Effect of Concentrated Exposure and Response Prevention on Symptoms of Insomnia: Results from a Randomized Clinical Trial on the Effects of D-Cycloserine for People with Difficult-to-Treat Obsessive-Compulsive Disorder
Abstract
Bakgrunn: Det er økende enighet om at insomnisymptomer blant pasienter med tvangslidelse (OCD) er vanlig. Denne randomiserte kontrollerte studien undersøkte effektene av Bergen 4-dagers behandling (B4DT) på insomni i en gruppe behandlingsresistente OCD-pasienter og om D-Cykloserin forsterker effekten av behandlingen.
Metode: Pasientene som ble inkludert (N = 163) hadde enten ikke respondert eller fått tilbakefall etter tidligere behandling basert på eksponering for OCD. De ble allokert til tre grupper som mottok enten placebo, 100 mg eller 250 mg D-Cykloserin (DCS).

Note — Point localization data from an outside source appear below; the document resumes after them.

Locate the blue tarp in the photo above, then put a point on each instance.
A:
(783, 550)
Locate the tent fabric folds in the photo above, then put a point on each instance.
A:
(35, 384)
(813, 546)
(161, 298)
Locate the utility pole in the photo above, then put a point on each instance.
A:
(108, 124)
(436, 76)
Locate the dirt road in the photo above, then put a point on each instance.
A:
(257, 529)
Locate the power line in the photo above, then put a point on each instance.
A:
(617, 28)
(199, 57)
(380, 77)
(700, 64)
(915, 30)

Resultater: Det fremkom en liten, men robust effekt av behandlingen på insomnisymptomer (d = 0.37), opprettholdt ved 3-måneders oppfølging (d = 0.38), og noe redusert ved 12-måneders oppfølging (d = 0.23). Det var ingen signifikante forskjeller mellom gruppene som mottok DCS eller placebo. Insomni påvirket heller ikke utfallet av OCD-behandlingen.
Diskusjon: Studien indikerte at OCD-behandling påvirker insomnisymptomer positivt. Verken komorbid insomni eller DCS modererte behandlingsresultatet. Pasienter med OCD og komorbid insomni bør vurderes for spesifikk insomnibehandling. Background: There is a growing consensus concerning the large prevalence of insomnia symptoms among patients with obsessive-compulsive disorder (OCD). This randomized controlled study explored the effects of the Bergen 4-day treatment (B4DT) on sleep difficulties in a sample of difficult-to-treat OCD and whether D-Cycloserine (DCS) augmented the effect of treatment.

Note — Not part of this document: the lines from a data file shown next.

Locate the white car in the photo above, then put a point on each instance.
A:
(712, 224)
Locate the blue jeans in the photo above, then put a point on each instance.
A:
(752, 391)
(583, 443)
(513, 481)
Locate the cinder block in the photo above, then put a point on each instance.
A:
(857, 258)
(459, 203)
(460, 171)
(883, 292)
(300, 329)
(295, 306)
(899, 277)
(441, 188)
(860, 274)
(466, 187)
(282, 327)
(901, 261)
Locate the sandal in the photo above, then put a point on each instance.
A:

Methods: Patients included (N = 163) had either not responded or relapsed following OCD treatment. They were allocated to three groups receiving either a placebo, 100 mg or 250 mg of DCS.

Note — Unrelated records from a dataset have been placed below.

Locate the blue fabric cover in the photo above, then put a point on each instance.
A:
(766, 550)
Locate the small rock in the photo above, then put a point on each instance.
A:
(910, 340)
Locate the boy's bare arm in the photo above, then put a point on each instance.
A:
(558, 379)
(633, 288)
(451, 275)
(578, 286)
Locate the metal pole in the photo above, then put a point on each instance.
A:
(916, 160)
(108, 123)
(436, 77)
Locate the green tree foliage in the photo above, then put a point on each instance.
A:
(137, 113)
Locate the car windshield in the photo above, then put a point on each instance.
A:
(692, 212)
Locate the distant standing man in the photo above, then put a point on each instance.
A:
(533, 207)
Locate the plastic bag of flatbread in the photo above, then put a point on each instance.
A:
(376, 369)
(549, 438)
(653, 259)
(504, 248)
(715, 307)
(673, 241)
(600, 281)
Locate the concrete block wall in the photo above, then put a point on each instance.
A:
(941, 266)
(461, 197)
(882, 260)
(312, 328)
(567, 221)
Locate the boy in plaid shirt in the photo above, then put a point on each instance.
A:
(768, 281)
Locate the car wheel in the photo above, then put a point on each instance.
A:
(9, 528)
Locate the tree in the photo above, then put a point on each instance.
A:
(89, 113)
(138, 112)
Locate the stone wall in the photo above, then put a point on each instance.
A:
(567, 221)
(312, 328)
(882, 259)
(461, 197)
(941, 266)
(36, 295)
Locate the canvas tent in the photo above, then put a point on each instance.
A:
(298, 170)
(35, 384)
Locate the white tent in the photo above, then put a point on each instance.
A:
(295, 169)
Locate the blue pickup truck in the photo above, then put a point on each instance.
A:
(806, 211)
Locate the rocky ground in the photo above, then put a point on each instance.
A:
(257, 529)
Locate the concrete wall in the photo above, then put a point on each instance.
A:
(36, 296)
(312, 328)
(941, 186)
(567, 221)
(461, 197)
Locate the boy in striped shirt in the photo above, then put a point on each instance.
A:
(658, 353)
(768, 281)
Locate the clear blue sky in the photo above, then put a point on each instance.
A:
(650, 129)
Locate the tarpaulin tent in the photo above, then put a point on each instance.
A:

Results: There was a small, but robust effect of the treatment on insomnia symptoms (d = 0.37), withheld at the 3-month follow-up (d = 0.38), and slightly reduced at the 12-month follow-up (d = 0.23). No significant differences between the groups receiving DCS or placebo were found. Additionally, insomnia did not affect OCD-treatment outcome.
Discussion: This study showed that OCD treatment is associated with improvement in insomnia symptoms. Comorbid insomnia and DCS did not moderate treatment outcome. Patients with OCD and comorbid insomnia should be considered for specific insomnia treatment.